Abstract

This paper proposes hybrid semi-Markov conditional random fields (SCRFs) for neural sequence labeling in natural language processing. Based on conventional conditional random fields (CRFs), SCRFs have been designed for the tasks of assigning labels to segments by extracting features from and describing transitions between segments instead of words. In this paper, we improve the existing SCRF methods by employing word-level and segment-level information simultaneously. First, word-level labels are utilized to derive the segment scores in SCRFs. Second, a CRF output layer and an SCRF output layer are integrated into a unified neural network and trained jointly.
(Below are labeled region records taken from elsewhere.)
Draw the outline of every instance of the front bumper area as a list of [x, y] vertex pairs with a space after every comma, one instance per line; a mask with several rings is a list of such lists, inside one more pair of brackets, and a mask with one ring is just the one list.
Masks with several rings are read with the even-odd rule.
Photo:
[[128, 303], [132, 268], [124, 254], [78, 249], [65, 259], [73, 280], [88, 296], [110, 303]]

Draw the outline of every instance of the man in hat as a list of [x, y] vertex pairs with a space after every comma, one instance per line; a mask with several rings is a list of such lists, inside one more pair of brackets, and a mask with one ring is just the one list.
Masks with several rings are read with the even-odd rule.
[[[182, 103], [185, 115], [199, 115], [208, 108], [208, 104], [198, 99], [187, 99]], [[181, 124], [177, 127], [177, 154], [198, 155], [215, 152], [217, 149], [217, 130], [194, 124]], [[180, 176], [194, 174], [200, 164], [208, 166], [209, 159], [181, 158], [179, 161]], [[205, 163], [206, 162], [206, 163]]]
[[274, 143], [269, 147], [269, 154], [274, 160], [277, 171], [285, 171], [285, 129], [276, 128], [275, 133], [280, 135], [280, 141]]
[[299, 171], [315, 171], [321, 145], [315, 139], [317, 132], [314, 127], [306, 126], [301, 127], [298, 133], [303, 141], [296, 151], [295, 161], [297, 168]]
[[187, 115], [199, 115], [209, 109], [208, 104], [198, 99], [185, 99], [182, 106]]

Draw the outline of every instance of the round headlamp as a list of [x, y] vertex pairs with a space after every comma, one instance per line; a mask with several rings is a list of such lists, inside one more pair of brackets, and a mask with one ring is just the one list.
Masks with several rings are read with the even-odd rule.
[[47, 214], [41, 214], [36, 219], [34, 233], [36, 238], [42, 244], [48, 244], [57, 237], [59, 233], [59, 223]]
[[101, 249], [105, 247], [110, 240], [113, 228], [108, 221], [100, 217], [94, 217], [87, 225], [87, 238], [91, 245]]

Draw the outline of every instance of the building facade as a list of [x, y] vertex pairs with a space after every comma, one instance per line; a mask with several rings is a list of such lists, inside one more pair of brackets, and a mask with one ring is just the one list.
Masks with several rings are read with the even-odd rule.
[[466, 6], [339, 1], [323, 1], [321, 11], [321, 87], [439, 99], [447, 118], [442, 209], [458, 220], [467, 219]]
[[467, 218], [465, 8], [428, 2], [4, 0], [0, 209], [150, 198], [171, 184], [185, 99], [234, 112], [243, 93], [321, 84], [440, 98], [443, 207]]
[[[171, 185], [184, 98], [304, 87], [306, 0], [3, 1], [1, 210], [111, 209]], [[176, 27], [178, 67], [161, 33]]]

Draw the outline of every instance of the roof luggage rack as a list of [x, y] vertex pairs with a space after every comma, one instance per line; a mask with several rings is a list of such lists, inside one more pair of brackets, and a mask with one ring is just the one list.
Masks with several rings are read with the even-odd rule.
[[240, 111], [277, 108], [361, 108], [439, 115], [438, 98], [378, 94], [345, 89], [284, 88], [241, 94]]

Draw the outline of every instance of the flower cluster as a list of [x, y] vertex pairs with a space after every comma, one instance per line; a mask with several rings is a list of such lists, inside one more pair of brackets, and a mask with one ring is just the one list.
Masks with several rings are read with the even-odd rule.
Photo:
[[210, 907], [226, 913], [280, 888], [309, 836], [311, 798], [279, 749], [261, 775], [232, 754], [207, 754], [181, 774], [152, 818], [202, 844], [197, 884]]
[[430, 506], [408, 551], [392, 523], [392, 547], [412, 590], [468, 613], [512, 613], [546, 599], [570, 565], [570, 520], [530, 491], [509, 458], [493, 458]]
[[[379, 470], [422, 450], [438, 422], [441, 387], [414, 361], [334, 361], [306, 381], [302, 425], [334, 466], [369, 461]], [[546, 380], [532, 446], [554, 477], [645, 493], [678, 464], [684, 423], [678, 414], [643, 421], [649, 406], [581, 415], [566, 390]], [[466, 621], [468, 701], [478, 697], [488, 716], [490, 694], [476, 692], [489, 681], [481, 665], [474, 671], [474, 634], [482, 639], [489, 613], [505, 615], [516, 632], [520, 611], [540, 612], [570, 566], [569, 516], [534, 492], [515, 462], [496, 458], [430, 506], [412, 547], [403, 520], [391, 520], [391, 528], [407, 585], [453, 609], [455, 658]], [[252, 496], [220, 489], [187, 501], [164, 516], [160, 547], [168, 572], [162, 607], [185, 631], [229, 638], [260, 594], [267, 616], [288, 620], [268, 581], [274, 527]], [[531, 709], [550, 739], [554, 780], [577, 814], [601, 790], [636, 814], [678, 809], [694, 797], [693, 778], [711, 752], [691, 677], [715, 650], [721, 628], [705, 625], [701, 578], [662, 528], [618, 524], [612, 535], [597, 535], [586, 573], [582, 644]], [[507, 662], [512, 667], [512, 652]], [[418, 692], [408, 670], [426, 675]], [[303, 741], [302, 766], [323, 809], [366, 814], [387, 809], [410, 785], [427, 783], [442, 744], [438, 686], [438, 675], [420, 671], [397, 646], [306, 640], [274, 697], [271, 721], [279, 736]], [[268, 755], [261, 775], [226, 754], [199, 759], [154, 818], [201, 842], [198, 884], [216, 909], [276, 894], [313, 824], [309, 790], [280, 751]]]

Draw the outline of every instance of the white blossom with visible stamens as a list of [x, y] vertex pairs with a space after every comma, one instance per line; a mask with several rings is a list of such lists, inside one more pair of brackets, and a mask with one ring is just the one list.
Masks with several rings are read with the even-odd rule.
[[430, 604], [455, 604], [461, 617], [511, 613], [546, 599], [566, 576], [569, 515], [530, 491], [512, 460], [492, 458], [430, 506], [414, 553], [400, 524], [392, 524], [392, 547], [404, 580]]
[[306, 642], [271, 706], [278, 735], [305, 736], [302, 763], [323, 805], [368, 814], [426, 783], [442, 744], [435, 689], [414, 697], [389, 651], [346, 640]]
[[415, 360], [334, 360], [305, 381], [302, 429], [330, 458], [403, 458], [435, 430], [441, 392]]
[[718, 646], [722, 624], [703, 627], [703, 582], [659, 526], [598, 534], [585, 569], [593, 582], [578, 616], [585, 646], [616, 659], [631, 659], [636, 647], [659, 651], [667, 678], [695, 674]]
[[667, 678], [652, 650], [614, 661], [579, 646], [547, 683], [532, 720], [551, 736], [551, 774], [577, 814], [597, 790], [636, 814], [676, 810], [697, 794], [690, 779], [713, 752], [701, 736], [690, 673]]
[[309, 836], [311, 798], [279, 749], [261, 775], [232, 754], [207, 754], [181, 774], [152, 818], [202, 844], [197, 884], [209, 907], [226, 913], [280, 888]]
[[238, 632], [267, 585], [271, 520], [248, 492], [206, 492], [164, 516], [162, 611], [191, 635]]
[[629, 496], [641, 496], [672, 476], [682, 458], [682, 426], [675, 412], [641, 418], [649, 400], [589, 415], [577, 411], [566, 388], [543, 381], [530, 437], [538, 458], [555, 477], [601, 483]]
Experimental results on CoNLL 2003 named entity recognition (NER) shared task show that our model achieves state-of-the-art performance when no external knowledge is used.

Highlights

  • Sequence labeling, such as part-of-speech (POS) tagging, chunking, and named entity recognition (NER), is a category of fundamental tasks in natural language processing (NLP)

  • Comparing model 3 with model 1/2 and model 9 with model 7/8, we can see that hybrid SCRF (HSCRF) performed better than Conditional random fields (CRFs) and GSCRF

  • The superiorities were significant since the p-values of t-test were smaller than 0.01. This implies the benefits of utilizing word-level labels when deriving segment scores in semi-Markov conditional random fields (SCRFs)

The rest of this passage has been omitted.